Wonder why gas prices are so high?

http://www.ebaumsworld.com/gasprices.html


----------



## Cinderella (Jun 17, 2005)

OMG!!:shock: nice house lol..... i want one just like that:-D 


imagine the heating bills on that!!


----------



## copchika911 (Oct 26, 2004)

I'm gonna apply to be the life guard. I am certified.


----------



## kwflatbed (Dec 29, 2004)

Lovely little shack.


----------



## CJIS (Mar 12, 2005)

I am not impressed at all.


----------



## GMACK24 (Jun 2, 2003)

My Piggy Bank after I got gas yesterday :-(


----------



## billj (Aug 28, 2004)

Lol


----------



## badgebunny (Aug 17, 2005)

Love the piggy bank! LOL


----------



## Cinderella (Jun 17, 2005)

i think i'v gone off ham and bacon!! lol:/:


----------



## kttref (Oct 5, 2004)

I think that dude needs an adopted daughter....


----------



## dcs2244 (Jan 29, 2004)

Big Deal! All those cars and not a Cadillac in the bunch! Peasant!


----------



## Cinderella (Jun 17, 2005)

LOL @ Peasant


----------



## KozmoKramer (Apr 25, 2004)

*God Bless, er, ah sorry, Allah Bless Mr.'s Carnegie & Rockerfeller.*
*Long Live ESSO & the Columbia Oil Farm!!*


----------



## stm4710 (Jul 6, 2004)

All that money and they were smart enough to not buy a hummer.


----------



## stm4710 (Jul 6, 2004)

Is that a urinal hanging up on the batroom mirror??? 9th pic down.

And also that built in hair dryer is illegal within 6 feet of a tub or shower.
No sprinkers or smoke detectors.......thats it.......tear it down!


----------



## kttref (Oct 5, 2004)

stm4710 said:


> Is that a urinal hanging up on the batroom mirror??? 9th pic down.
> 
> And also that built in hair dryer is illegal within 6 feet of a tub or shower.
> No sprinkers or smoke detectors.......thats it.......tear it down!
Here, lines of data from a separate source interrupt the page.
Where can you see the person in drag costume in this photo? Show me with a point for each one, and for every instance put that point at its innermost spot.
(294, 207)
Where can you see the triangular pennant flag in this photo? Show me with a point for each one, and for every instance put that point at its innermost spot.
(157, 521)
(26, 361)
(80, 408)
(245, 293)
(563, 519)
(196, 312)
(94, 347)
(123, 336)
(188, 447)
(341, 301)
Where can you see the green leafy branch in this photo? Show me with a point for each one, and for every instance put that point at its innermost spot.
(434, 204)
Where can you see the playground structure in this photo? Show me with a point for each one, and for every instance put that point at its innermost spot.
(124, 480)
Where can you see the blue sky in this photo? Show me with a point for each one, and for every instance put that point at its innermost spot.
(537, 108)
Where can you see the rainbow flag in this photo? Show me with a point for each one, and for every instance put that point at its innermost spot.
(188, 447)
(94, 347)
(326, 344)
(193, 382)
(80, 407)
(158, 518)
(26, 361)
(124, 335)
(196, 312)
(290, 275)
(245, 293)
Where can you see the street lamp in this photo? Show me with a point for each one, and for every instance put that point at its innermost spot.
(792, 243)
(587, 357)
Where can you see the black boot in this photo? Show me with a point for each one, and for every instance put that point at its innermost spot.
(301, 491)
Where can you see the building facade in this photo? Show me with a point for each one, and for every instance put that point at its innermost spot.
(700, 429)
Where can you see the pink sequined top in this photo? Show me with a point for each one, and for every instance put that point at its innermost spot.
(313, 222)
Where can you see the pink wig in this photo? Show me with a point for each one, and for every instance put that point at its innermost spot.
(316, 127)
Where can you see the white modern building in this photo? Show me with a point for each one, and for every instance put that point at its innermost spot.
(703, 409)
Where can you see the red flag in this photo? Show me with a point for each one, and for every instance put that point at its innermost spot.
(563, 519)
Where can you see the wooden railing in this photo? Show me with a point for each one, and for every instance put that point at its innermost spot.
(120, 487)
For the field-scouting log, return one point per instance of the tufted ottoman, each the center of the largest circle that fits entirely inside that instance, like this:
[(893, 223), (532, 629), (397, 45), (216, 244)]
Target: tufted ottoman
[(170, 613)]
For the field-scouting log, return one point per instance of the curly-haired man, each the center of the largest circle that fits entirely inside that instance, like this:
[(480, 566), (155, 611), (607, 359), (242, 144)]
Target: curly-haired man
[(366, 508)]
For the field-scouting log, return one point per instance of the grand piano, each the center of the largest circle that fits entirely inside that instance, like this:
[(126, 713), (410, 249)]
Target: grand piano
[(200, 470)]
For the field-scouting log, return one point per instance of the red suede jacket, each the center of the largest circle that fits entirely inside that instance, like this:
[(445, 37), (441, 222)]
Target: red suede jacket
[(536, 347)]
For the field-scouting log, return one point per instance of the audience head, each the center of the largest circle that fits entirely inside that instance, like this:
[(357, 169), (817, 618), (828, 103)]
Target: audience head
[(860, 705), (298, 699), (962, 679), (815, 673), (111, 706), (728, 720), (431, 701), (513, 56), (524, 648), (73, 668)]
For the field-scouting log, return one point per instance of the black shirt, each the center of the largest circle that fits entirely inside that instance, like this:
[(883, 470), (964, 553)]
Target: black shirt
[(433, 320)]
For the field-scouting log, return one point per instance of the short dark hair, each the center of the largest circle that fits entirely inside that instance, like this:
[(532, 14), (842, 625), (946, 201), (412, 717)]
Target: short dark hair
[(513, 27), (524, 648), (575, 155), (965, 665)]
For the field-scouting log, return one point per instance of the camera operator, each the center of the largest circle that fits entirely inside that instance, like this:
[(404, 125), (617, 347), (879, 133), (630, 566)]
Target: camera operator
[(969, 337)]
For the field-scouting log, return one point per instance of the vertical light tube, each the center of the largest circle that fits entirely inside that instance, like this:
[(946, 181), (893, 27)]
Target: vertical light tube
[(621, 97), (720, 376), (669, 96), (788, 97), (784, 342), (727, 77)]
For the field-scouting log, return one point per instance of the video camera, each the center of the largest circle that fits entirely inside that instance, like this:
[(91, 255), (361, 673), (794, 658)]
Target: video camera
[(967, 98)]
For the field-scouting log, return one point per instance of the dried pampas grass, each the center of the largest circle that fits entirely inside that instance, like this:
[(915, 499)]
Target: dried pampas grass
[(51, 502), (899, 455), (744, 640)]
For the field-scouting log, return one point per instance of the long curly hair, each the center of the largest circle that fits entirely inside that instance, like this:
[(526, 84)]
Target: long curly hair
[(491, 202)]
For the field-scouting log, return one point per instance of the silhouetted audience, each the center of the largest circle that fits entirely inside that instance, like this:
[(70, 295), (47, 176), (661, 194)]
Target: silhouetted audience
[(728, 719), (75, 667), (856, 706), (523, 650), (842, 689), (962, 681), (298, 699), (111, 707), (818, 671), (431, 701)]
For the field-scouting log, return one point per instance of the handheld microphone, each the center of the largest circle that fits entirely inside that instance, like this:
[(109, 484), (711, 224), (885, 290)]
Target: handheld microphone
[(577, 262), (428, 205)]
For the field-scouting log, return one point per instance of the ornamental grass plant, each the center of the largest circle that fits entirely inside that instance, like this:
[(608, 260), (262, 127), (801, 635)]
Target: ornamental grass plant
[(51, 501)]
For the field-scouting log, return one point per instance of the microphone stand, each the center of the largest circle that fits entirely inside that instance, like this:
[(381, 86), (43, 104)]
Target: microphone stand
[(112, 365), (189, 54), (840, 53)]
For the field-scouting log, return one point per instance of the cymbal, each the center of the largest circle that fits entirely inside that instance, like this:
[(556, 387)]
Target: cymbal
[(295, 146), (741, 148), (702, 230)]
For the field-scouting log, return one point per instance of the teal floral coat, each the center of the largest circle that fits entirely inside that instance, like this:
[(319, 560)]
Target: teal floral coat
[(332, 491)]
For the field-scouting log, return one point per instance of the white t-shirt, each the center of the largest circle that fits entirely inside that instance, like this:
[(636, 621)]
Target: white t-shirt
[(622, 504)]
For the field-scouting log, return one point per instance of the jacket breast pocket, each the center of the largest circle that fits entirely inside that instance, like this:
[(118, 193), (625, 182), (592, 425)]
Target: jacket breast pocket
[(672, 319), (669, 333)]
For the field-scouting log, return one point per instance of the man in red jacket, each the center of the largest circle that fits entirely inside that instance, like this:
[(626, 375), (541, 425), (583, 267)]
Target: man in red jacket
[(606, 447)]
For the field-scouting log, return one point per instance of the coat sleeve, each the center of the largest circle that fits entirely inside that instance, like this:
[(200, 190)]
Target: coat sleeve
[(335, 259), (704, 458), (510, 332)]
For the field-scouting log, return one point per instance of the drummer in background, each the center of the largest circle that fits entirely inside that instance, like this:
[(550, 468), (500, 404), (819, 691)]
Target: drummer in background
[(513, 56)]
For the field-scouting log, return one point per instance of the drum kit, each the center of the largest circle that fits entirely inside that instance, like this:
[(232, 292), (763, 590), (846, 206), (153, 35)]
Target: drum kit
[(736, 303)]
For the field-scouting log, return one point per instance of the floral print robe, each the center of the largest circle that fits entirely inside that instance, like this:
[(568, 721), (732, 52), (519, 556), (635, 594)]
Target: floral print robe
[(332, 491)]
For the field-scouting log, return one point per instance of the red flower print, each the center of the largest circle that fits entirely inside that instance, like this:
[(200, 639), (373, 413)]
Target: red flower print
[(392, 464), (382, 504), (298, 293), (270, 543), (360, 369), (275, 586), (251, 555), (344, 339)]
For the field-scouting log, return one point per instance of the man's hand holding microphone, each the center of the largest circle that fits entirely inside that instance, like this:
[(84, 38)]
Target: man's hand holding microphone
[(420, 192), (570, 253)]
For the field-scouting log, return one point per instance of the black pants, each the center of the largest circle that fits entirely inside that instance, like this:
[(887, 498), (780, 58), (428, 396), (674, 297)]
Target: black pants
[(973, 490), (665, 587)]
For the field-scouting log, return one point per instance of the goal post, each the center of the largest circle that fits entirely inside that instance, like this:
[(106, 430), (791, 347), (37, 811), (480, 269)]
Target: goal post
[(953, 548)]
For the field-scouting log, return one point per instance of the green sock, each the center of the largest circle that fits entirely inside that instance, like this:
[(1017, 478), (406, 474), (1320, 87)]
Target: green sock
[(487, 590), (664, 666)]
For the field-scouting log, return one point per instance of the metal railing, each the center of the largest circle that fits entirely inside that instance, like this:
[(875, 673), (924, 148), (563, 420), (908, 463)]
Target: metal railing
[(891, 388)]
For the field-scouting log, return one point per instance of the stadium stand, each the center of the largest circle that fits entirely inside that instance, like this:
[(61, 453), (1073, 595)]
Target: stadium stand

 Maybe in America - not in foreign countries that harbor terrorist...it's all the rage there!


----------



## Opie (May 28, 2003)

The Pic says it all!


----------



## Cinderella (Jun 17, 2005)

LOL u guys are funny!!!:BNANA: 


at least u dont need to carry a hairdryer if u went to visit lol
u could get a hell of a buzzz using it so close to the bathtub


----------



## frapmpd24 (Sep 3, 2004)

Poor guy, he is really roughing it out there. Must be nice to pull up to your own pump and fill up. Meanwhile here in the United States, where many people from there criticize us for being too "materialistic", we are paying through the nose and no relief in sight.:hump:


----------



## bjm (Jan 4, 2003)

npd_323 said:


> I am not impressed at all.


NPD 323, Isn't that what the houses look like in the bad section of Norwell?


----------